News Intel Unlocks GPU Drivers for OEM Systems

This is very good news. Because the past few times I've dealt with Intel Graphics drivers, it's been a major pain in the butt. Usually, the best approach has just been to use Display Driver Uninstaller to wipe the Windows Update drivers from the system, then install the Intel drivers ... but it doesn't always work as planned. I think I ended up having to DDU and then install prior to rebooting, or Windows would put the "OEM" drivers back on my system. And this is for a custom built PC, with an MSI MEG Z390 Ace motherboard -- not some Dell or whatever.

Nvidia did this years ago for laptops, AMD did it last year, and Intel is finally joining the ship of realizing that OEMs often don't do jack squat with updating drivers.
 
Weird. I have never had an issues installing any driver on OEM's, of course unless the driver isn't meant for it lol.

Sometimes finding drivers for old devices (SCSI/RAID) to work on Windows Vista+ can be hard, which is why my test PC is a first gen Core i3 so I have XP, 7, And 10 installed on it and it has built in Parallel, Serial, and PCI slots for testing. Only thing is the PCI slot has the battery behind it so i have to use a PCIe to PCI riser to use those 64 Bit PCI cards for testing.
 
Weird. I have never had an issues installing any driver on OEM's, of course unless the driver isn't meant for it lol.

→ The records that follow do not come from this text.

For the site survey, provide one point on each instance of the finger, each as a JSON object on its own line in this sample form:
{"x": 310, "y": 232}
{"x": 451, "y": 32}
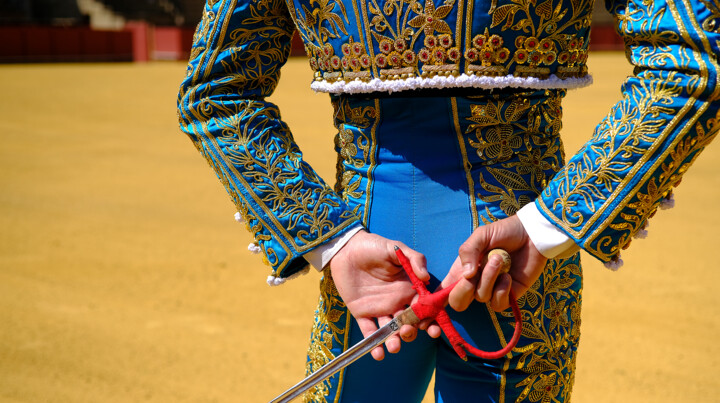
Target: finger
{"x": 470, "y": 252}
{"x": 462, "y": 294}
{"x": 501, "y": 294}
{"x": 487, "y": 278}
{"x": 434, "y": 331}
{"x": 408, "y": 333}
{"x": 417, "y": 260}
{"x": 425, "y": 323}
{"x": 367, "y": 327}
{"x": 392, "y": 344}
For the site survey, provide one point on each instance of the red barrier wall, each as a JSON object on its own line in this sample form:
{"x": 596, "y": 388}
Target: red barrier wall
{"x": 142, "y": 42}
{"x": 29, "y": 44}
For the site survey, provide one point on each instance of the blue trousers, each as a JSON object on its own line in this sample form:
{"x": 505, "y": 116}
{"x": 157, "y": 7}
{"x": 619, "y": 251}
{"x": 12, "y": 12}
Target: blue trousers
{"x": 427, "y": 170}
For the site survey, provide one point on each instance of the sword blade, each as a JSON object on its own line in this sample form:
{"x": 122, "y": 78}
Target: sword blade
{"x": 348, "y": 357}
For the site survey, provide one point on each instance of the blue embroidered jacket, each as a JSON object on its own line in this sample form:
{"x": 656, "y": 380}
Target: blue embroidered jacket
{"x": 603, "y": 195}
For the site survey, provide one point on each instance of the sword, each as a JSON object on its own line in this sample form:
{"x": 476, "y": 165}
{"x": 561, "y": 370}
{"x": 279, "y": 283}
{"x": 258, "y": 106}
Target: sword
{"x": 428, "y": 305}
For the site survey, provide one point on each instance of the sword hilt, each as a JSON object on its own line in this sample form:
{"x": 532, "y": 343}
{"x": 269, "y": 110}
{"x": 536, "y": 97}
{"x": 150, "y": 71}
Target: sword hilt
{"x": 432, "y": 306}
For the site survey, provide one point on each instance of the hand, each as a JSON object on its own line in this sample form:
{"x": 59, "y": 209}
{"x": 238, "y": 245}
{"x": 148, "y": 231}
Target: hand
{"x": 374, "y": 286}
{"x": 488, "y": 285}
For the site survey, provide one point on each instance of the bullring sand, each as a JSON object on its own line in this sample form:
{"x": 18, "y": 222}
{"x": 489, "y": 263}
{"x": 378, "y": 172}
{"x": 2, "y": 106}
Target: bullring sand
{"x": 124, "y": 278}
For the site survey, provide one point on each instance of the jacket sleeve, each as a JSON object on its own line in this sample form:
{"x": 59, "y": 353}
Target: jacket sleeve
{"x": 669, "y": 112}
{"x": 238, "y": 50}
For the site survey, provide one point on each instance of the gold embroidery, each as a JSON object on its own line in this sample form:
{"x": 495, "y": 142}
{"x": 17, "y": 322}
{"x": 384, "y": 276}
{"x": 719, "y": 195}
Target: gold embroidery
{"x": 712, "y": 23}
{"x": 551, "y": 322}
{"x": 329, "y": 330}
{"x": 643, "y": 110}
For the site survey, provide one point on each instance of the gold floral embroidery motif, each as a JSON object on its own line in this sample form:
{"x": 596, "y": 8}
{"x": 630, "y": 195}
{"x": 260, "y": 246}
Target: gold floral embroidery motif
{"x": 354, "y": 150}
{"x": 553, "y": 38}
{"x": 329, "y": 332}
{"x": 519, "y": 141}
{"x": 598, "y": 175}
{"x": 712, "y": 23}
{"x": 551, "y": 322}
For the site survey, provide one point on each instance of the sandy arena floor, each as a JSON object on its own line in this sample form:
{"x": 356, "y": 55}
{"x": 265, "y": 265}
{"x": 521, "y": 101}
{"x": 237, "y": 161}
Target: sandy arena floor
{"x": 124, "y": 278}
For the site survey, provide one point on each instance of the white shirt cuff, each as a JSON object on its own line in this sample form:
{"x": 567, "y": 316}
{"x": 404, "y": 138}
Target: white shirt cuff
{"x": 548, "y": 239}
{"x": 320, "y": 256}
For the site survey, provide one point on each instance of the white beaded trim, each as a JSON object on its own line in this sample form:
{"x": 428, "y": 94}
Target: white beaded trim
{"x": 614, "y": 264}
{"x": 276, "y": 281}
{"x": 442, "y": 82}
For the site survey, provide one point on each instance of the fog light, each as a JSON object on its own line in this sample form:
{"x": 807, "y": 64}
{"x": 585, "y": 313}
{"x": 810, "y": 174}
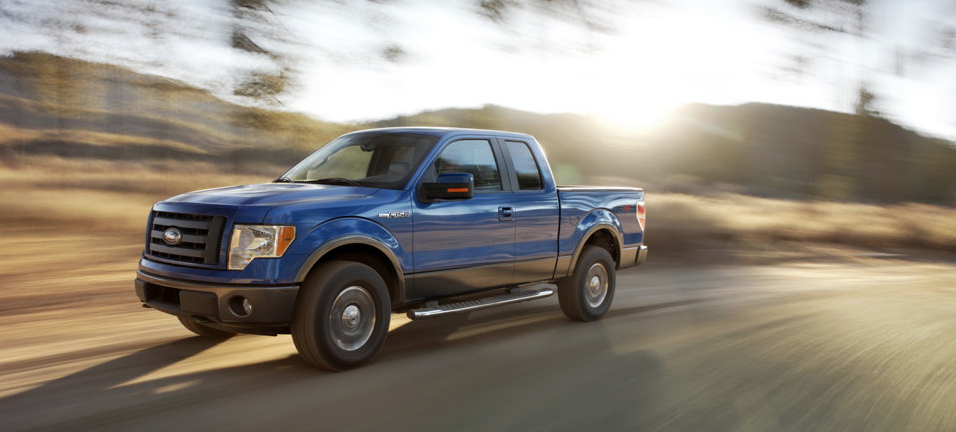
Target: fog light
{"x": 240, "y": 306}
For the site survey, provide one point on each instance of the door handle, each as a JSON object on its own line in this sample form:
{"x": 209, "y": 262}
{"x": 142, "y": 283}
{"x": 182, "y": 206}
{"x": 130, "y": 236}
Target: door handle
{"x": 506, "y": 213}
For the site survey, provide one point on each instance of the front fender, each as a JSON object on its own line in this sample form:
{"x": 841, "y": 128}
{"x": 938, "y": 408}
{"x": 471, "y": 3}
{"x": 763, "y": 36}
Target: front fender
{"x": 333, "y": 234}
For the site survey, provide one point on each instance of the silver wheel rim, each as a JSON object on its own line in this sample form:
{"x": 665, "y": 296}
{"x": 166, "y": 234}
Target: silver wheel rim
{"x": 595, "y": 285}
{"x": 352, "y": 318}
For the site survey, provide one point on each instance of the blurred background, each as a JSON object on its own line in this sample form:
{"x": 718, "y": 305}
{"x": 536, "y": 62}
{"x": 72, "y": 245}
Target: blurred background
{"x": 813, "y": 135}
{"x": 750, "y": 120}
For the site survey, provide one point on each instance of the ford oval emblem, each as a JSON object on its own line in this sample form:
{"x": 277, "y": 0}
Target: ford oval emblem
{"x": 172, "y": 236}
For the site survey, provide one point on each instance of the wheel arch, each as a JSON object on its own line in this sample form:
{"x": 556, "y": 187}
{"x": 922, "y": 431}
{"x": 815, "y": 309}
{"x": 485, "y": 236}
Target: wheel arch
{"x": 605, "y": 236}
{"x": 365, "y": 250}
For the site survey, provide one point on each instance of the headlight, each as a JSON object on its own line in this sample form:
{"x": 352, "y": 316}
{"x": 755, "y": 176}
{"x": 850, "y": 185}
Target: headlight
{"x": 258, "y": 241}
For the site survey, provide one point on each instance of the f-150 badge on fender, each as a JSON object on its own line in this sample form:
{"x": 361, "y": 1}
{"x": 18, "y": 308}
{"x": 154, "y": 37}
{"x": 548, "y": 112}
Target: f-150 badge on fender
{"x": 393, "y": 215}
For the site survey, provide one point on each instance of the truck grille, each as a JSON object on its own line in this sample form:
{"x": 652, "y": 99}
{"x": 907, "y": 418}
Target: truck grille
{"x": 201, "y": 237}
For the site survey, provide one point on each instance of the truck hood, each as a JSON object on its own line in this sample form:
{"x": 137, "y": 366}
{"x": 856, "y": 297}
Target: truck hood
{"x": 274, "y": 194}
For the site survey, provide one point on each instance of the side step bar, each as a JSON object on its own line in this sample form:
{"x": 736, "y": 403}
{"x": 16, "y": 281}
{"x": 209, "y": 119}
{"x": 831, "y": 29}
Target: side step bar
{"x": 435, "y": 310}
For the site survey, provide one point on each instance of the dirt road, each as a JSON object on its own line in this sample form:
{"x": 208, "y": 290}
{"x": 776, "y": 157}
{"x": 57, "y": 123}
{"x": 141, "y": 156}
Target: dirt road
{"x": 863, "y": 344}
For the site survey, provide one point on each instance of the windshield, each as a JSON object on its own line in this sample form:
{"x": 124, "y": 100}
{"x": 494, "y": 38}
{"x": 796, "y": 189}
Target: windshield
{"x": 372, "y": 159}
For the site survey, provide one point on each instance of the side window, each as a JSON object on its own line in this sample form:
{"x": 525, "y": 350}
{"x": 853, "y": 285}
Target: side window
{"x": 474, "y": 157}
{"x": 529, "y": 178}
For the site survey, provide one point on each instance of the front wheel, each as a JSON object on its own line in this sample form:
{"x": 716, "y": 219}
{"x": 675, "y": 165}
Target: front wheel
{"x": 342, "y": 315}
{"x": 587, "y": 294}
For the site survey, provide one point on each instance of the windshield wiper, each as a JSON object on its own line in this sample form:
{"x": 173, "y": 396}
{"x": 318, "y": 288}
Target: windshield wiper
{"x": 336, "y": 180}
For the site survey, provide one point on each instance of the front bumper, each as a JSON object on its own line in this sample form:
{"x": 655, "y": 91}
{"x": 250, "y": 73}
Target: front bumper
{"x": 220, "y": 304}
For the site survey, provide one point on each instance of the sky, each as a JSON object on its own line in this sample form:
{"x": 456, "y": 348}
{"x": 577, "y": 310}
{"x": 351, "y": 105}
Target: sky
{"x": 645, "y": 57}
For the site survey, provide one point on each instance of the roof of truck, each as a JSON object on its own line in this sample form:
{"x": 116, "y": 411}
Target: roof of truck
{"x": 442, "y": 131}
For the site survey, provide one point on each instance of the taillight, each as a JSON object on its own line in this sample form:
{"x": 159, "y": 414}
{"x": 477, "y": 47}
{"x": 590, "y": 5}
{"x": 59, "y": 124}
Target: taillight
{"x": 640, "y": 214}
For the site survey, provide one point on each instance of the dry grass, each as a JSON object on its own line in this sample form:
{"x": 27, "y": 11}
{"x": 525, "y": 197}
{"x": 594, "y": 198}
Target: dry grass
{"x": 677, "y": 221}
{"x": 103, "y": 196}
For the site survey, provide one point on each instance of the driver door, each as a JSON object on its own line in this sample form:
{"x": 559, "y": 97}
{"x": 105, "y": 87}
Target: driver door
{"x": 465, "y": 245}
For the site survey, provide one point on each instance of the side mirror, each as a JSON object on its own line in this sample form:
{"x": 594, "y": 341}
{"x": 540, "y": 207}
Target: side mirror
{"x": 450, "y": 186}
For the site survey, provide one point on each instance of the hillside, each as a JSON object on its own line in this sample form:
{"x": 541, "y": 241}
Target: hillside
{"x": 57, "y": 107}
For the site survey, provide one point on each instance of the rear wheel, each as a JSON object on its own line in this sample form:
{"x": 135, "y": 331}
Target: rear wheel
{"x": 342, "y": 315}
{"x": 588, "y": 293}
{"x": 203, "y": 330}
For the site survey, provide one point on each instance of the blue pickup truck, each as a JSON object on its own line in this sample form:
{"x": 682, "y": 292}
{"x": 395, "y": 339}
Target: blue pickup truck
{"x": 425, "y": 221}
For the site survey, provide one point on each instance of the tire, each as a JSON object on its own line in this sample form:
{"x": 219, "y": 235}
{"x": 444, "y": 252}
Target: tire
{"x": 342, "y": 315}
{"x": 203, "y": 330}
{"x": 588, "y": 293}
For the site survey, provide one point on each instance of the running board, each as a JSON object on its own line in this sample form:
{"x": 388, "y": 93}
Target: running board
{"x": 482, "y": 303}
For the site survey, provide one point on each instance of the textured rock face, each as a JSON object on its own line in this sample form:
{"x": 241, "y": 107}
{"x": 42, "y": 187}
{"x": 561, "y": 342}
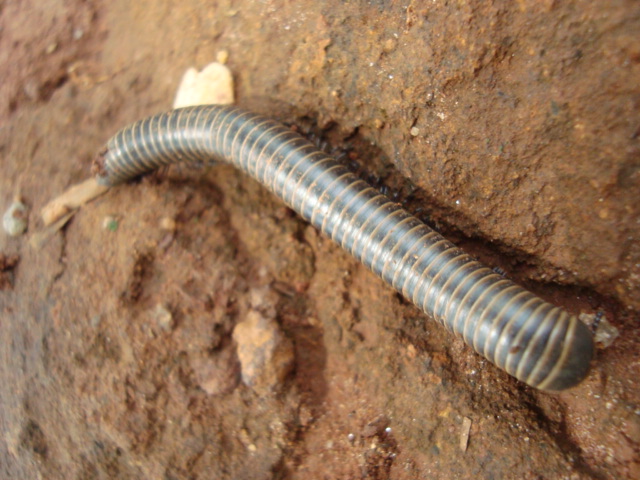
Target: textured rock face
{"x": 265, "y": 353}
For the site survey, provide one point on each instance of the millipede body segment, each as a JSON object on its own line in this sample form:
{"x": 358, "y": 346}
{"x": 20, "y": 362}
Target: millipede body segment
{"x": 536, "y": 342}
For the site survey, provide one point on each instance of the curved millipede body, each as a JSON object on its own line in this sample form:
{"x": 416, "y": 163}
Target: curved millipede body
{"x": 531, "y": 339}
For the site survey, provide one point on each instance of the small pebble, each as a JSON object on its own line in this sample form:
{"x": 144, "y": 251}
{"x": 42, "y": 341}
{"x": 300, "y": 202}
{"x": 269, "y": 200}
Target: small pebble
{"x": 605, "y": 333}
{"x": 265, "y": 353}
{"x": 212, "y": 85}
{"x": 110, "y": 223}
{"x": 222, "y": 56}
{"x": 168, "y": 224}
{"x": 163, "y": 317}
{"x": 216, "y": 374}
{"x": 15, "y": 218}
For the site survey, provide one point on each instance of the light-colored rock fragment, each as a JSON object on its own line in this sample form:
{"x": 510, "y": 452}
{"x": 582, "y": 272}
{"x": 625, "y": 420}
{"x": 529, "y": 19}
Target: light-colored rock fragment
{"x": 265, "y": 353}
{"x": 15, "y": 218}
{"x": 605, "y": 333}
{"x": 212, "y": 85}
{"x": 216, "y": 374}
{"x": 162, "y": 317}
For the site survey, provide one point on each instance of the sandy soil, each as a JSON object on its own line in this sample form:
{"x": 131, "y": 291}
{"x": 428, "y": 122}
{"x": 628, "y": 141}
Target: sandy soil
{"x": 117, "y": 355}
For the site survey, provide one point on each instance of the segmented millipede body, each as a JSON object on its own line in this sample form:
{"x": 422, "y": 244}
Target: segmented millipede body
{"x": 536, "y": 342}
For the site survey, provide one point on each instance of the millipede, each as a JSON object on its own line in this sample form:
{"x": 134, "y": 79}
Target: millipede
{"x": 536, "y": 342}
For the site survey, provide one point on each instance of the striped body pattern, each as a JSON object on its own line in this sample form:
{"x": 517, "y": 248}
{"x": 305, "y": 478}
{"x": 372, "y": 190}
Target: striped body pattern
{"x": 536, "y": 342}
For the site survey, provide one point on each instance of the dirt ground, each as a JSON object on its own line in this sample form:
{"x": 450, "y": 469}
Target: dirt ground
{"x": 512, "y": 127}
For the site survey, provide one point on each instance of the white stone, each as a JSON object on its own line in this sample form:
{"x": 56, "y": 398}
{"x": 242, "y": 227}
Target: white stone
{"x": 211, "y": 86}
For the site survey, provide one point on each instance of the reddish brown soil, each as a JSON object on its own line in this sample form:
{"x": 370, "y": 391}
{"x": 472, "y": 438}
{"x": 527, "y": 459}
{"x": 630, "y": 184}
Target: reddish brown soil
{"x": 527, "y": 154}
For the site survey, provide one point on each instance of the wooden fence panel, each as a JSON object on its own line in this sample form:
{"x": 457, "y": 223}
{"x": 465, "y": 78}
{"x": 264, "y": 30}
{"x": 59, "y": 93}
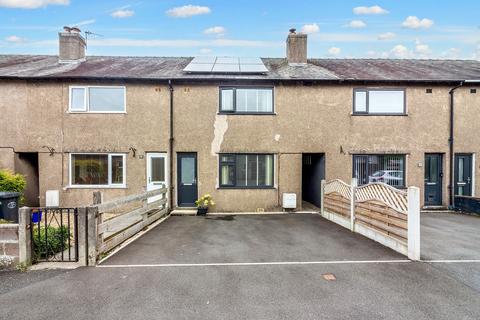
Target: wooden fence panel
{"x": 377, "y": 211}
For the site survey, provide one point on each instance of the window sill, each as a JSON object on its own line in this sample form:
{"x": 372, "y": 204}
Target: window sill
{"x": 96, "y": 187}
{"x": 96, "y": 112}
{"x": 380, "y": 114}
{"x": 248, "y": 113}
{"x": 245, "y": 188}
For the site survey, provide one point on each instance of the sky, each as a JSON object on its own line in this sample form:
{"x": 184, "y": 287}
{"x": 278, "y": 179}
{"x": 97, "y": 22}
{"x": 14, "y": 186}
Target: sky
{"x": 426, "y": 29}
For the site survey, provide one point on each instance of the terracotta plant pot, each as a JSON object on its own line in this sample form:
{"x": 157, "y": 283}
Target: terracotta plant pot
{"x": 202, "y": 211}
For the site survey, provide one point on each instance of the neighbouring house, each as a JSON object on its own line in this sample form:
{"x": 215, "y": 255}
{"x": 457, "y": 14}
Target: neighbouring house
{"x": 245, "y": 130}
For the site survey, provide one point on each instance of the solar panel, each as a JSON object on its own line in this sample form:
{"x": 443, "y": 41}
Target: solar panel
{"x": 199, "y": 67}
{"x": 229, "y": 60}
{"x": 253, "y": 68}
{"x": 204, "y": 60}
{"x": 225, "y": 65}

Sometimes finding drivers for old devices (SCSI/RAID) to work on Windows Vista+ can be hard, which is why my test PC is a first gen Core i3 so I have XP, 7, And 10 installed on it and it has built in Parallel, Serial, and PCI slots for testing. Only thing is the PCI slot has the battery behind it so i have to use a PCIe to PCI riser to use those 64 Bit PCI cards for testing.
We're talking specifically about Intel graphics drivers, and I'm not sure if you've never used them, but even on DIY PC builds Windows 10 will put on an "OEM approved" driver by default. Prior to this driver release, the only way to get the generic Intel drivers was to use DDU to wipe out the Intel drivers, block Windows Update from downloading new drivers, and then install the DCH drivers from Intel. It's not super hard, but it's more than most people running integrated graphics would be willing to do.